The suit, which was filed in Broward County, Florida, follows an earlier lawsuit that Naftali had filed against Goldsworthy in New York Supreme Court asking for a declaratory judgement saying Goldsworthy is not entitled to any commission from the yacht deal.

“Our position is very clear,” Naftali said. “We know the guy. We don’t owe him anything, and that’s why we filed a lawsuit.”

Goldsworthy has been a yacht broker for about 15 years and known Naftali for about six years, his lawsuit says. He had consistently worked as Naftali’s yacht broker during their relationship and always received a commission on his deals to buy and sell yachts, according to his lawsuit.

He worked on Naftali’s purchase of the Baglietto yacht from 2016 through fall of 2017, having regular in-person meetings with him and discussing the criteria, design and quality specifications for his new boat, according to his lawsuit.

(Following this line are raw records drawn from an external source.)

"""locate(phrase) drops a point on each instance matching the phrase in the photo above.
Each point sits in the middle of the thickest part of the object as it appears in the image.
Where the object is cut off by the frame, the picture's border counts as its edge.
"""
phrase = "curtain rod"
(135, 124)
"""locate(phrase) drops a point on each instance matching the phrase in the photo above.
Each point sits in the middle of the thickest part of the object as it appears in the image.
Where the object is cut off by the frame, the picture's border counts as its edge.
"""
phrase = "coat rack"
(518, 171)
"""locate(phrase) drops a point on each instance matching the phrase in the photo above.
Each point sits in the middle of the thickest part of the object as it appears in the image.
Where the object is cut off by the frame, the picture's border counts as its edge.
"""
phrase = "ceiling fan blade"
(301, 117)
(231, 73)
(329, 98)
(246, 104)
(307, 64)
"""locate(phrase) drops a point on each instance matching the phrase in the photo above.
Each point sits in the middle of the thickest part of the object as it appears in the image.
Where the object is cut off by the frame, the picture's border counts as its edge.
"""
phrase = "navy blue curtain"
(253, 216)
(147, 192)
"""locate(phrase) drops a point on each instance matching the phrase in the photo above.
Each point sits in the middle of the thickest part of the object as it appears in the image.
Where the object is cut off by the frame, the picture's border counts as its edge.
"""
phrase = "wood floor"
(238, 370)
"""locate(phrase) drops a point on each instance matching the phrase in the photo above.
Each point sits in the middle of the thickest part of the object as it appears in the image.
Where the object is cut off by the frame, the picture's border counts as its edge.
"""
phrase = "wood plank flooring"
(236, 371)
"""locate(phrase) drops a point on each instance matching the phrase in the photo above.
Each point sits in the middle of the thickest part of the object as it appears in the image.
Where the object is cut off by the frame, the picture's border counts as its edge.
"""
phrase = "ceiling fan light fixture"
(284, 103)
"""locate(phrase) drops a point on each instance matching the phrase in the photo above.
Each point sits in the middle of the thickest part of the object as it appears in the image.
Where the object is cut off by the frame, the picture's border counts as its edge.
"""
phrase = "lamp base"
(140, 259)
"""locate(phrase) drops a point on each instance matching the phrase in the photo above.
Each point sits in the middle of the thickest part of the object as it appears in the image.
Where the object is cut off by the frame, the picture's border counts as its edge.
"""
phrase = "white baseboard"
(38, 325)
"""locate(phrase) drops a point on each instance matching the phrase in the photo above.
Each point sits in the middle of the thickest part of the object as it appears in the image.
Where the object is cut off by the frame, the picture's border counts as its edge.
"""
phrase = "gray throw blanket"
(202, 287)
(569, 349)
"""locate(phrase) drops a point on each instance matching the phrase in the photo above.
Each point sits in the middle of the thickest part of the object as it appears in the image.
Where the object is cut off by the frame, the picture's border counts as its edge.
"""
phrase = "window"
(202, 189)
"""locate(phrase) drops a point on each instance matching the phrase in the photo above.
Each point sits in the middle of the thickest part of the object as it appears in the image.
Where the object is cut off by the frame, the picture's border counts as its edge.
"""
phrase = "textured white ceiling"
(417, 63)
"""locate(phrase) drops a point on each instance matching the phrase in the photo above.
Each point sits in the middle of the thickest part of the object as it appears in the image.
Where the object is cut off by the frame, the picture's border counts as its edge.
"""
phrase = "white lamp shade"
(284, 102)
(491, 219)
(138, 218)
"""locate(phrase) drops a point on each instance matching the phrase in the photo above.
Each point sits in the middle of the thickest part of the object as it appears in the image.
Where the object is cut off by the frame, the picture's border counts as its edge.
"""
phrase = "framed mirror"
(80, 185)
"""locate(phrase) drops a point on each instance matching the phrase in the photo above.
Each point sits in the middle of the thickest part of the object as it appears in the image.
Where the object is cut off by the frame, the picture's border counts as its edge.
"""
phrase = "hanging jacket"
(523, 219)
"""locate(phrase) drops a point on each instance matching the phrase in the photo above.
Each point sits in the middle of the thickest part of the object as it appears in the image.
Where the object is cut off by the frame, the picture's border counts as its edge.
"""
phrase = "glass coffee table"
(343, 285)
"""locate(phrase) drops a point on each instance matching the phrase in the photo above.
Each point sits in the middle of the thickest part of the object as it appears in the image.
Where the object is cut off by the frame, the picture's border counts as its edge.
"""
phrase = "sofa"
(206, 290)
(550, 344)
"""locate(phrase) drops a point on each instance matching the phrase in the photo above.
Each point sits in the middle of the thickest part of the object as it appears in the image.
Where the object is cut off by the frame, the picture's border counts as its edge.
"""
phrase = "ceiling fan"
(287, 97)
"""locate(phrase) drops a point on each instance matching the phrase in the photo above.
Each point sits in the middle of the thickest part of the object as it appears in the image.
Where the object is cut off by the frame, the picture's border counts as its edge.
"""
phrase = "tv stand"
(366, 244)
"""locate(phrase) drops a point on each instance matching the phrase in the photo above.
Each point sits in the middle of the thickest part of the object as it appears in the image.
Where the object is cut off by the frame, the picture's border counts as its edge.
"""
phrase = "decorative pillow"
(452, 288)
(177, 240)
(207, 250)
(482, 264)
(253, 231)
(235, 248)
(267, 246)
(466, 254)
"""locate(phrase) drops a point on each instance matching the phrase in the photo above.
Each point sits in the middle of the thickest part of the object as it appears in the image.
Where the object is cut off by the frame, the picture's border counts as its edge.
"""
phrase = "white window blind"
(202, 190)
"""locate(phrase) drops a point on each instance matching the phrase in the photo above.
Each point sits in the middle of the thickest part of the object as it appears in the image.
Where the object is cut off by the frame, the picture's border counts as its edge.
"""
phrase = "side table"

Naftali also said during this time that Goldsworthy would receive 5 percent of the yacht’s total sales price as his commission on the deal, which Baglietto CEO Michele Gavino agreed to, his suit says.

However, when Naftali ultimately decided to purchase his new yacht from Baglietto, part of the reason was that they agreed to exclude Goldsworthy from the contract, according to his lawsuit.

“Naftali and Gavino, on behalf of Baglietto, engaged in this illicit scheme so that Naftali could save money on the price of the new build, and so that Baglietto could close the deal with a customer based in the United States,” Goldsworthy’s suit reads. “Baglietto wanted to infiltrate the custom yacht market in the United States and believed this transaction would help to solidify that goal.”

After Naftali signed a contract with Baglietto, he told Goldsworthy he would pay him his commission directly, which Goldsworthy had a problem with, the broker’s suit says. Naftali then met with Goldsworthy in March 2018 and said he was not going to receive a commission at all, according to Goldsworthy.

Naftali’s lawsuit says that he and Goldsworthy never had a written agreement about his potential yacht purchase and that the two stopped working together on the possible deal in October 2016. In June 2017, Gavino reached out directly to Naftali, and Naftali told him he was now thinking about purchasing a smaller yacht that would have “lower operating costs and a greater amount of privacy for his family,” according to the developer’s suit.

This is the boat that he ultimately decided to move forward with, and Naftali’s suit claims that Goldsworthy “did not play any role in the negotiations” for the project and that Naftali “never discussed his potential construction” of the boat with Goldsworthy.

Baglietto did not respond to a request for comment.

Naftali’s firm the Naftali Group is currently at work on several projects in New York City. These include an assemblage from 1039-1045 Madison Avenue on the Upper East Side and a luxury condo project with Rockefeller Group at 200 East 83rd Street. The firm also went under contract to buy 470 Kent Avenue on the Williamsburg waterfront in February for about $182 million.

Joshua Alper, Goldsworthy’s attorney, said the yacht cost about $14 million overall, and Goldsworthy had done a significant amount of work on what was a very complicated deal.

“This was truly a two-year period where my client was involved in the specific details of this yacht,” he said, “and at the last minute, he was denied his entitlement to his commission on work that he did for over two years.”